Quando se refere à resiliência familiar, faz-se interessante a explanação da estrutura conceitual do tema. Neste sentido, dentre as diversas discussões teóricas, se destacam as contribuições da Teoria de Froma [16], em que a mesma compreende a importância do fortalecimento dos processos interacionais da família.
Nessa ótica, a autora defende a resiliência familiar como um fenômeno que distingue a família como aquela capaz de vivenciar um processo, de encarar as estratégias como meio de reação e de resposta para superar as crises, os estresses persistentes e os desafios prolongados.
Tal processo, em geral, ocorre de maneira adaptativa, próspera e reorganizada em favor do bem-estar da dinâmica familiar.

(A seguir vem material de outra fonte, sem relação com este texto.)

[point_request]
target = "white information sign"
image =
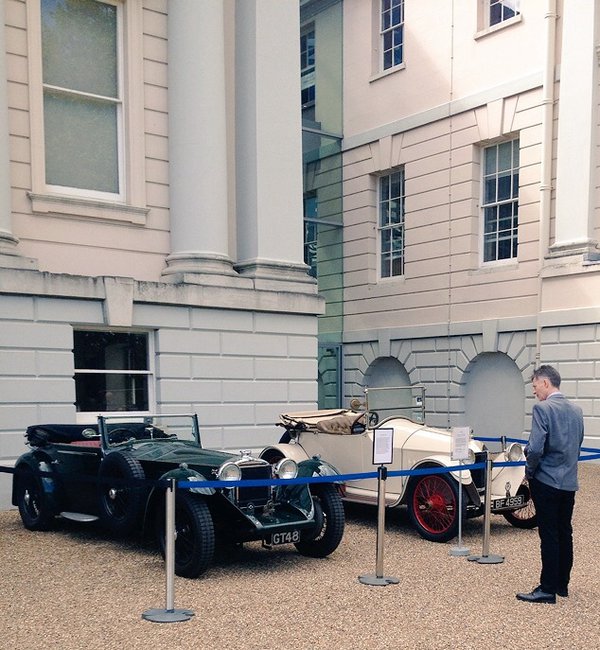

Fundamentam-se assim, os processos de enfrentamento e adaptação na família, num ponto de vista sistêmico.
Nessa concepção sistêmica, a família, mesmo em situação de risco, pode se propor ter autoconhecimento, ter anseio de crescer junta e busca uma vivência harmoniosa, aberta e sadia [17].
O processo de resiliência familiar é compreendido como uma dinâmica de desenvolvimento que transcorre de modo singular na organização, na comunicação, nos recursos pessoais e comunitários em busca de estabelecer soluções positivas no quotidiano em evolução [18].
Aliás, a resiliência familiar vai além de sobreviver a uma tribulação, ao colocar o potencial reparativo em ação, desencadeando transformações pessoais, familiares e relacionais.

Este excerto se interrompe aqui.